I thought of Betsy about a year ago when representatives came to me from a group that helps abused, abandoned and neglected children get through the court system — either to a foster home, to another family member, or when appropriate, back to their own parents.
This group gives voice to the voiceless.
The group is called CASA, which stands for Court-Appointed Special Advocate.
I like the name because it also is Spanish for house — which represents shelter, structure, home — all the things a child needs to feel secure.
CASA of the 9th District was born when Roane County members decided to split from CASA of the Heartland, an Oak Ridge-based group. It’s hard to be in the shadow of Oak Ridge.
Representatives asked if I would serve on the board. I was initially reluctant, only because of a busy schedule.
Jack McNew, a CASA volunteer who also is chairman of the board, won me over. He’s a tender-hearted man who takes his mission seriously.
Having splintered from the Oak Ridge group, especially in these tough economic times, has been difficult.

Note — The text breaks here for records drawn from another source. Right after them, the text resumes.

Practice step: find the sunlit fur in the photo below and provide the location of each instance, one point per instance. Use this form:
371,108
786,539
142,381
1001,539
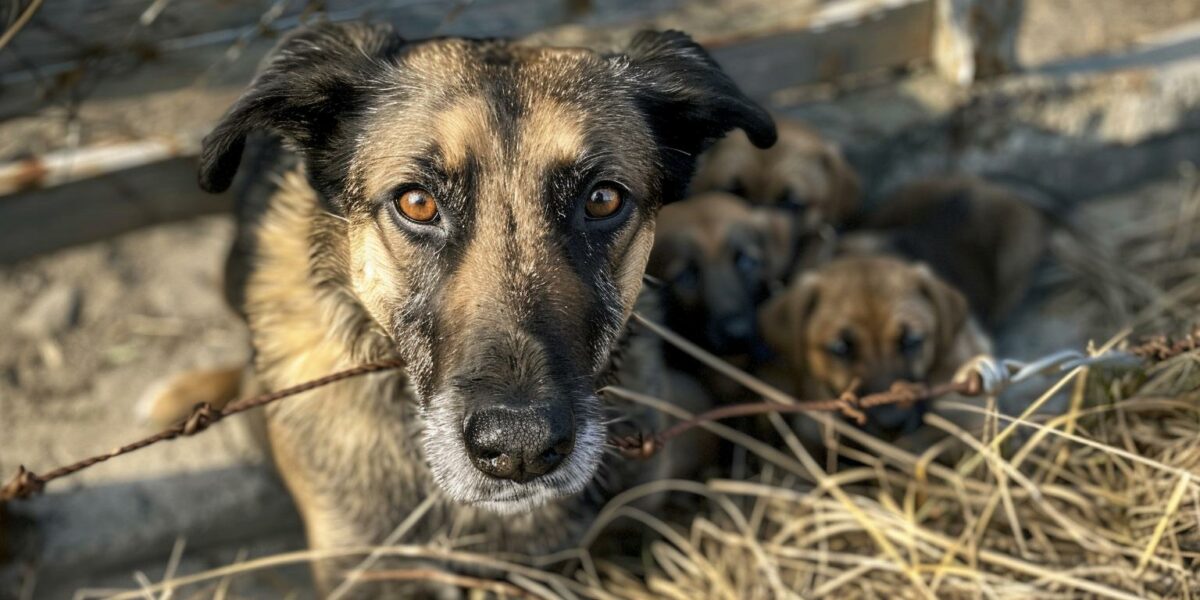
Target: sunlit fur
510,295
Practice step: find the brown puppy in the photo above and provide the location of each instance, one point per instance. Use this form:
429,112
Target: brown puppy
983,238
802,172
871,321
484,211
719,258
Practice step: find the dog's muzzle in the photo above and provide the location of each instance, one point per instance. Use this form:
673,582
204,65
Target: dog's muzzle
519,444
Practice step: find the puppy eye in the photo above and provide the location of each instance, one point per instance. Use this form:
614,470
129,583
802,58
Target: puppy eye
911,341
418,205
604,202
747,263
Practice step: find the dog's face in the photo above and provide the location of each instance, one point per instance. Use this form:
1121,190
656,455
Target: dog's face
867,319
499,205
802,172
718,258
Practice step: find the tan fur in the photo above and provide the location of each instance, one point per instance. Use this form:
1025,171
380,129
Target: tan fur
701,249
873,300
174,399
508,309
983,238
802,166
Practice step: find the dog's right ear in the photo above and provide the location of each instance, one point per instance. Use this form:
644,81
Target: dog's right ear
313,79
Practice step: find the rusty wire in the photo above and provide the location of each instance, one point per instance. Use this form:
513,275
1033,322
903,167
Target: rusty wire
643,445
27,483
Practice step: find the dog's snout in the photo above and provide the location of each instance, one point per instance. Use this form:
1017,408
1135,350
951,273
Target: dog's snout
519,443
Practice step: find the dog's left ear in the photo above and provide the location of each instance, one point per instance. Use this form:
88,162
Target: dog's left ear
948,303
687,99
310,84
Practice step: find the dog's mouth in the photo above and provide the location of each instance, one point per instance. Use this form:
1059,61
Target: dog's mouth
466,479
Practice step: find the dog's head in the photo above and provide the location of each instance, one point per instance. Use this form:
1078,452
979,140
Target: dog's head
498,207
719,258
868,319
802,172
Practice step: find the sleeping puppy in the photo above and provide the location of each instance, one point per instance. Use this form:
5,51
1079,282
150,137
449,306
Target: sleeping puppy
871,321
802,172
983,238
719,258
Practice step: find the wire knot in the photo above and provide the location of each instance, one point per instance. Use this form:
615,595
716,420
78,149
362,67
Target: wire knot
637,447
203,415
22,486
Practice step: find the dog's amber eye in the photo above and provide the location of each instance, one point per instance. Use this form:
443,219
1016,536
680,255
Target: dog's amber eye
604,202
418,205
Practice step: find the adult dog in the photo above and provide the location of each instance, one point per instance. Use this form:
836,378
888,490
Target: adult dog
481,210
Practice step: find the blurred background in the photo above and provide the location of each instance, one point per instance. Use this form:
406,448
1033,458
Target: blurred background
111,257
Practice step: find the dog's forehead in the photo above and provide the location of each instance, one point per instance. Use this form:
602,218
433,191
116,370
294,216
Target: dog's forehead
491,102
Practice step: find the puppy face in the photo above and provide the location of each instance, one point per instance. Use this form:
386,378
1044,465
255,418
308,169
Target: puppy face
499,205
867,319
718,258
802,172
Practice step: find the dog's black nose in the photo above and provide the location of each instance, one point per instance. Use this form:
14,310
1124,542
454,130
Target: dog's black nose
519,443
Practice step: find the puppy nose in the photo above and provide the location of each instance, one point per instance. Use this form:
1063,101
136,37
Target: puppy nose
519,444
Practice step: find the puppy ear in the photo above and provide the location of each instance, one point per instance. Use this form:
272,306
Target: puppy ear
783,317
845,190
949,305
688,100
312,81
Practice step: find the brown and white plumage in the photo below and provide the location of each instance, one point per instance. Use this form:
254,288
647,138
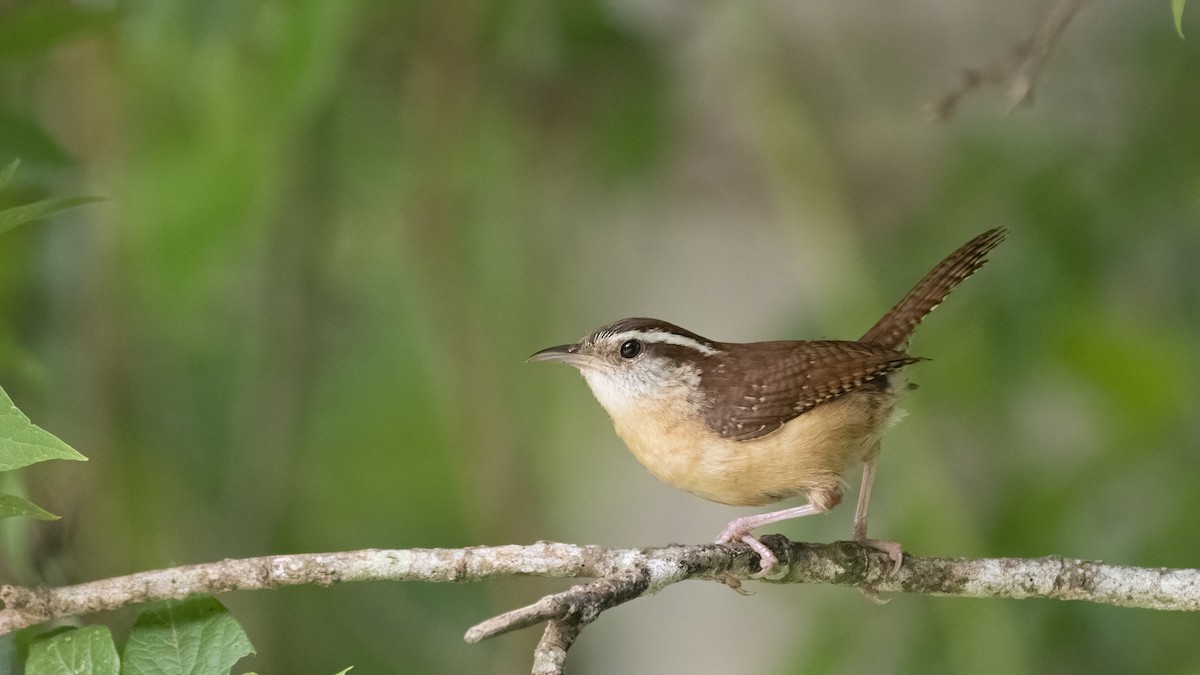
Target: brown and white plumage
750,424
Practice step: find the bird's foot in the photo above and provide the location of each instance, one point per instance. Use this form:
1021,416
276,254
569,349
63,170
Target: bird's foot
892,548
767,559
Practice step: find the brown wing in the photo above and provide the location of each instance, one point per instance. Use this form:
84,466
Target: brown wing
775,382
895,328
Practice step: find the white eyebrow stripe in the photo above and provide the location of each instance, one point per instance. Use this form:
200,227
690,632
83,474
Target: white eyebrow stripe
670,339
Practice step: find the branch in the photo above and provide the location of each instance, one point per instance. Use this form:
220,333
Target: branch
1020,67
621,575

For a time, we wondered if we would have the funds to survive.
Some grants came through, but survival still is uncertain.
Chances are, as this group looks for resources and funds, you will hear more about them and their mission.
They — we — may ask for your help, as a CASA volunteer or for fundraising.
And rest assured, they are saving you tax dollars as they selflessly pursue this work.
CASA, at the national level, released statistics that indicate CASA involvement can significantly reduce a child’s time in foster care.
Who pays for that foster care?
You guessed right if your answer was the taxpayers.
I don’t think of tax savings when I think of CASA, however.
I think of Betsy and children like her.